[SERVER-431] Increase the 4mb BSON Object Limit to 16mb Created: 19/Nov/09  Updated: 17/Sep/21  Resolved: 09/Dec/10

Status: Closed
Project: Core Server
Component/s: None
Affects Version/s: None
Fix Version/s: 1.7.4

Type: Improvement Priority: Minor - P4
Reporter: Damon Cortesi Assignee: Eliot Horowitz (Inactive)
Resolution: Done Votes: 31
Labels: None
Remaining Estimate: Not Specified
Time Spent: Not Specified
Original Estimate: Not Specified

Issue Links:
Depends
is depended on by SERVER-1873 group can only process 10k unique keys Closed
Participants:

 Description   

Mostly for tracking who/how many others are interested in this, but it would be nice to have the option of >4MB objects.

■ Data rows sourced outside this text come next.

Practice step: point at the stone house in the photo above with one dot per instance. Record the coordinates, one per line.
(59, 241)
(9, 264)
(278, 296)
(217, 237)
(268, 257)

My specific use case is the storage of Twitter social graph data. It's not too much of an issue at the moment as it takes about a million id's to overflow the limit, but it's a "nice to have" to not have to hack up some other solution.



 Comments   
Comment by Ivan Fioravanti [ 17/Sep/21 ]

Sorry to vote on an old ticket, but 11 years after the raise from 4MB to 16MB, I think that a raise to 64MB makes sense, no? I've opened a new ticket to consider this here: https://jira.mongodb.org/browse/SERVER-60040?filter=-4 

Comment by senthil [ 10/Apr/17 ]

We are in book publishing industry, we have lots of book metadata information and get them back to reports, we are able to afford better infrastructure of > 256 GB of RAM and quad core multiprocessors and SSD, it certainly does not meet our requirements. Please don't restrict this limit as its a hinderance for users who use mongodb.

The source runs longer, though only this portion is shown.